Osobiste wspomnienia rozmówców Podsadeckiej ukazują nam Turowicza jako człowieka uczciwego, otwartego, doskonałego redaktora. Osobę dającą nadzieję, szansę ludziom młodym i niedoświadczonym, walczącą z donosicielstwem, usiłującą działać w czasach komuny. Uczciwość, szczerość, udzielający się spokój – cechy pożądane nie tylko w czasach pracy Jerzego Turowicza, ale również dziś. Niestety, nie da się ukryć, czasy się zmieniły i w zagonionej rzeczywistości często nie towarzyszą nam inne wartości. Jak stwierdził Kamil Janicki, Turowicz „zapisał się w jednym z tych tomów historii, które leżą na najwyższej półce w bibliotece i obrastają kurzem”. Źle, że tak się dzieje, ale… jeśli nie te ideały i postać Turowicza to o czym jeszcze przeczytamy wspominając jego osobę?
O kościele w czasach komuny. Dziś jedni fanatycznie bronią instytucji kościoła, inni zarzucają brak zorientowania na współczesne problemy wiernych. Niezależnie od dzisiejszych nawoływań w czasach PRL-u kościół odgrywał niebagatelną rolę w walce o swobody obywatelskie. Gdy Karol Wojtyła zasiadł na Stolicy Piotrowej, władza nie zaniechała walki z kościołem – wybór Polaka na papieża niósł ze sobą „zbyt wiele” nadziei dla narodu polskiego. O mniej lub bardziej owocnej współpracy „Tygodnika Powszechnego” z przedstawicielami kościoła opowiadają właśnie pzyjaciele Jerzego Turowicza.
O pracy dziennikarskiej w PRL-u. Jak o czymś wspomnieć nie pisząc o tym wprost. Jaki wybrać pseudonim, jak się uchronić przed zdemaskowaniem przez rządzących. Jak walczyć z cenzurą o każde słowo. O co chodziło? „Prawie o nic. Żeby zbyt łatwo nie zgiąć karku” (Antoni Słonimski).
O odwadze. Wszyscy pracownicy gazety wiedzieli, że w każdym momencie mogą być zatrzymani, przesłuchiwani, zamknięci w więzieniu. Warto przeczytać wspomnienia ludzi, którzy usiłowali walczyć o wolność słowa wbrew przeciwnościom losu.

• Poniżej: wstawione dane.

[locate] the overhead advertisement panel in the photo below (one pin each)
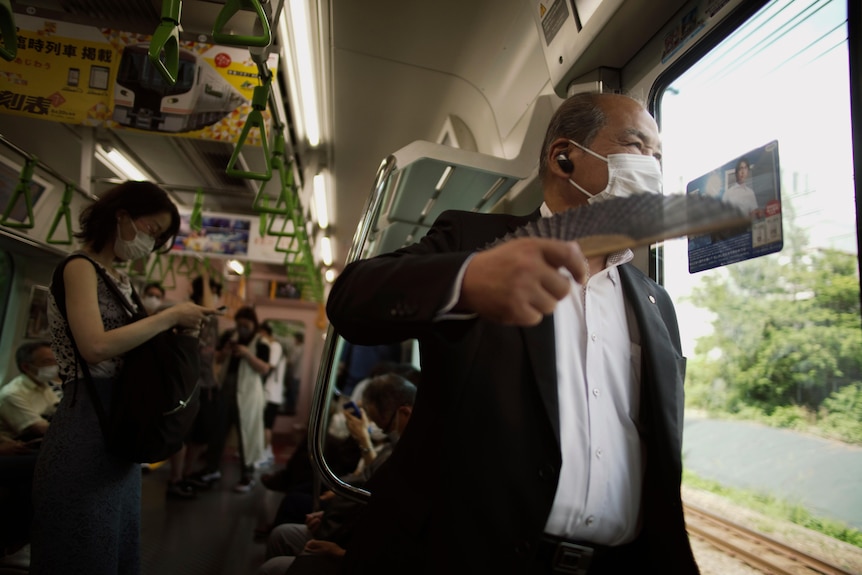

W książce zawarte są wywiady między innymi z ks. Adamem Bonieckim, z Józefą Hennelową, Adamem Michnikiem i Anną Szałapak. Jest też zapis rozmowy z profesorem Andrzejem Szczeklikiem, wybitnym lekarzem i miłośnikiem sztuki. Nie ma już wśród nas – stąd wyjątkowa wartość zachowanych opowiadań.
Warto też zwrócić uwagę na doskonałe przygotowanie Joanny Podsadeckiej do roli słuchacza. Jej szczegółowe, precyzyjne pytania pomagają rozmówcom ukazywać coraz to inne oblicze redaktora Jerzego Turowicza.